Debunking "Learning Styles": Popular 'neuromyths' about how we learn are creating confusion in the classroom
Christopher Chabris & Daniel Simons:
The myth about learning styles was the most popular: 94% of the teachers believed that students perform better when lessons are delivered in their preferred learning style. Indeed, students do have preferences about how they learn; the problem is that these preferences have little to do with how effectively they learn.
Cognitive psychologist Daniel Willingham explained this conundrum in his 2009 book "Why Don't Students Like School?" In the best tests of the learning-styles theory, researchers first ascertain students' preferred styles and then randomly assign them to a form of instruction that either matches their preferences or doesn't. For example, in one study, students were randomly assigned to memorize a set of objects presented either verbally (as names) or visually (as pictures). Overall, visual presentation led to better memory, but there was no relationship between the learners' preferences and the instruction style. A study comparing "sensing" to "intuitive" learners among medical residents being taught new procedures reached a similar conclusion.
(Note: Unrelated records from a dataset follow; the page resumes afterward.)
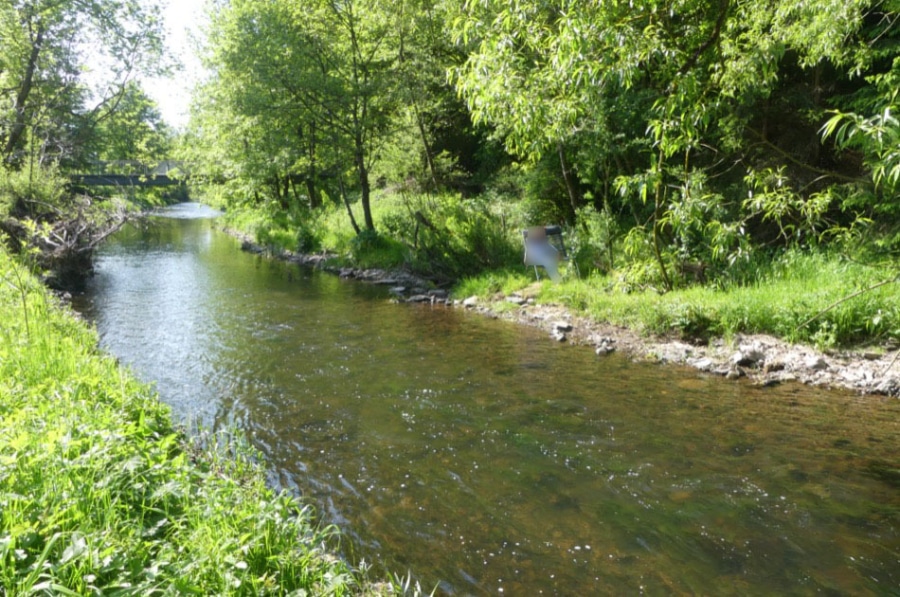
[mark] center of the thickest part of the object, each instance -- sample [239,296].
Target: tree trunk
[18,127]
[570,187]
[428,157]
[347,205]
[365,189]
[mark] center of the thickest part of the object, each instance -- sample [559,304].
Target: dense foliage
[684,139]
[70,104]
[100,494]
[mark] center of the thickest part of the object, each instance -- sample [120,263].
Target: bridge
[129,173]
[125,180]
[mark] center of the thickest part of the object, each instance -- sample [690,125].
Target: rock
[703,363]
[773,366]
[558,335]
[747,356]
[562,326]
[815,362]
[734,373]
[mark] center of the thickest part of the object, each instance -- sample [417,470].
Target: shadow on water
[486,459]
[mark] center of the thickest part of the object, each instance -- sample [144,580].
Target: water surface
[486,459]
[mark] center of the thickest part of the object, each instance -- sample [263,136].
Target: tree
[698,71]
[317,76]
[47,97]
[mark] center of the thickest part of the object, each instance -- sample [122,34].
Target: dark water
[487,459]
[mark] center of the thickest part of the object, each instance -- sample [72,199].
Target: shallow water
[486,459]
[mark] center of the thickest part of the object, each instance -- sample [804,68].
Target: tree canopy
[704,128]
[65,66]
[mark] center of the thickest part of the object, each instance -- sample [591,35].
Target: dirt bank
[763,359]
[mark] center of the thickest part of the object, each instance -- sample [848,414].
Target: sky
[182,20]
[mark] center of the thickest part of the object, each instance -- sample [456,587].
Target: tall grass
[816,298]
[99,494]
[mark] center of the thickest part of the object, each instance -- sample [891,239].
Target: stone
[816,363]
[562,326]
[703,363]
[747,356]
[734,373]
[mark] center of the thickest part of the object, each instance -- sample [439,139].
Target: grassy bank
[100,494]
[816,296]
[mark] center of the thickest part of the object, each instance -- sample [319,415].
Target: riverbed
[483,457]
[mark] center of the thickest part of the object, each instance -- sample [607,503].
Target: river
[484,458]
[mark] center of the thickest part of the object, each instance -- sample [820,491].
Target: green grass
[800,297]
[100,494]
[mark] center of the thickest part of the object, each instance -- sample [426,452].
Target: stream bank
[763,359]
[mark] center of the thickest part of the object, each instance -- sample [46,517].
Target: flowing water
[483,457]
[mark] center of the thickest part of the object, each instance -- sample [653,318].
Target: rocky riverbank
[762,359]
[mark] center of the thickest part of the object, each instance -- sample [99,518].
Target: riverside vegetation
[720,168]
[101,494]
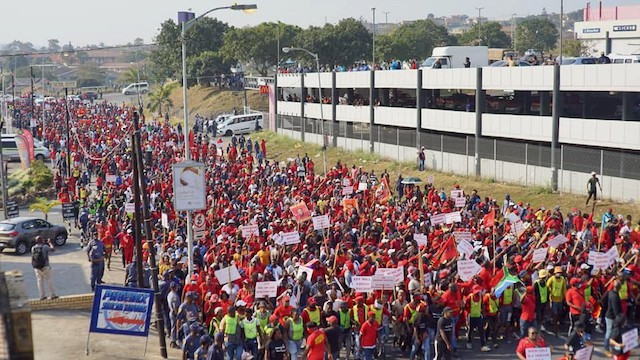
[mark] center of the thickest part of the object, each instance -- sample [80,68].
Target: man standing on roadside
[591,187]
[40,262]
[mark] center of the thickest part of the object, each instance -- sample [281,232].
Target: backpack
[38,260]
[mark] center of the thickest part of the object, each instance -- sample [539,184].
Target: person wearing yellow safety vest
[491,311]
[251,330]
[542,297]
[295,334]
[557,289]
[346,324]
[230,327]
[475,309]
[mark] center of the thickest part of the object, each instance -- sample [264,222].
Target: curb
[71,302]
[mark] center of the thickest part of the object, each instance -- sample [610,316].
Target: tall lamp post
[186,25]
[315,56]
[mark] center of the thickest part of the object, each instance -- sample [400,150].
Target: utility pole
[373,48]
[478,24]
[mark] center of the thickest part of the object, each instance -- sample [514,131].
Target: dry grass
[209,101]
[280,148]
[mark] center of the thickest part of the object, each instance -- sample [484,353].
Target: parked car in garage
[20,233]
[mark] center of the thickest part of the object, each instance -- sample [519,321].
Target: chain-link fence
[509,160]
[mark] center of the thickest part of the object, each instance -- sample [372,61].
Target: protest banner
[421,239]
[266,289]
[467,269]
[539,255]
[321,222]
[291,238]
[362,283]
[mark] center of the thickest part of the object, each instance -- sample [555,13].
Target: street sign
[12,209]
[68,211]
[63,84]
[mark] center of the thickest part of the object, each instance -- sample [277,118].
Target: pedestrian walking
[40,262]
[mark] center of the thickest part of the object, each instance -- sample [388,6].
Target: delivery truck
[450,57]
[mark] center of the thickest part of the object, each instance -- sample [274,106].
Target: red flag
[490,219]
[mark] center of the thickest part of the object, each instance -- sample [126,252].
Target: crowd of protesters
[377,225]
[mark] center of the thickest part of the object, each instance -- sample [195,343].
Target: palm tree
[43,205]
[160,97]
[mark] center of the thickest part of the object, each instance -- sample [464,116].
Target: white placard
[227,275]
[453,217]
[291,238]
[467,269]
[164,220]
[539,255]
[557,241]
[630,340]
[347,190]
[362,283]
[308,271]
[396,273]
[465,248]
[421,239]
[266,289]
[130,208]
[321,222]
[249,230]
[463,235]
[584,353]
[438,219]
[538,353]
[189,186]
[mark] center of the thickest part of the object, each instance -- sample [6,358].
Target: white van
[10,148]
[241,124]
[136,88]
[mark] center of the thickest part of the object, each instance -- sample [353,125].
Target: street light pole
[324,143]
[186,25]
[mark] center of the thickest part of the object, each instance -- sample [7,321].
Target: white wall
[537,128]
[395,116]
[523,78]
[607,133]
[449,121]
[449,78]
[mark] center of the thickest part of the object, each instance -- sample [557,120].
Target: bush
[40,176]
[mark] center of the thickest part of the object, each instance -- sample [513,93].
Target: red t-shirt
[525,344]
[316,344]
[369,334]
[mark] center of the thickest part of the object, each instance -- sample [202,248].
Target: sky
[83,22]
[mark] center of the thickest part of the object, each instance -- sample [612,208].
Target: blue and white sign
[121,311]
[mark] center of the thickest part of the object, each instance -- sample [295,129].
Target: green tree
[160,97]
[258,45]
[491,35]
[536,33]
[413,41]
[44,206]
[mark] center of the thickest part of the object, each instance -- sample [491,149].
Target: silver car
[20,233]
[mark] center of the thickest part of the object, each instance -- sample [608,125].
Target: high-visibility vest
[507,296]
[297,330]
[544,291]
[475,307]
[624,294]
[231,323]
[378,313]
[345,320]
[314,315]
[414,313]
[250,329]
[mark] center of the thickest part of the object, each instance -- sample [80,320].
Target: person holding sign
[534,340]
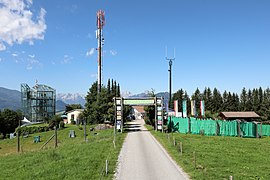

Of course, good teachers sense when students are struggling or progressing, and they adjust accordingly. Students with disabilities have individual needs that should be addressed. But a comprehensive review commissioned by the Association for Psychological Science concluded that there's essentially no evidence that customizing instruction formats to match students' preferred learning styles leads to better achievement. This is a knock not on teachers--we are teachers ourselves--but on human intuition, which finds the claim about learning styles so self-evident that it is hard to see how it could be wrong.